We’ll be trying some general mysql maintenance overnight, but in case it’s something specific to mattermost I thought I’d ask if anyone else has seen anything.I have posted this to support (we have an E10 instance), but just in case anyone here can help as well.

Thanks,
Paul

1 Like

Hello! Given that this type of MySQL query is quite intensive on the hardware of the server when you’re dealing with data of this quantity, I feel it is reasonable to ask about the hardware specifications of the server. Would you be able to elaborate on the specifications of the server, specifically the available RAM, and how much RAM the MySQL engine is allocated to use at maximum? Thanks!

Server in question (a VM) has 12G RAM and innodb_buffer_pool_size for the database is 1G (which could be higher so worth tweaking that I think).

Server load and memory usage has never been close to any limits though, and we’ve had no previous issues suggesting resource was a factor.

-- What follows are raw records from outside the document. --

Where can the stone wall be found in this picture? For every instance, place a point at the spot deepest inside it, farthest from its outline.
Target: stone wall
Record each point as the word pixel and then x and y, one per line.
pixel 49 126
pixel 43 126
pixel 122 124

For what it’s worth, we’ve resolved the issue end of last week by dumping, dropping and reimporting the mattermost database. We saw in the service logging some warnings about corrupt indexes which suggested the above course of action and that has cleared things up. Not certain if some indexing issue caused the trouble or if this came about because of the crashing, but as a fix it has worked. We’ll probably look to factor this into server upgrades in the future as an extra check against any possible issues.

Thanks,
Paul

Glad you got it taken care of! It seems to me that you may have had your database corrupt itself when initially indexing itself to cache, which would make sense. Glad you got it taken care of!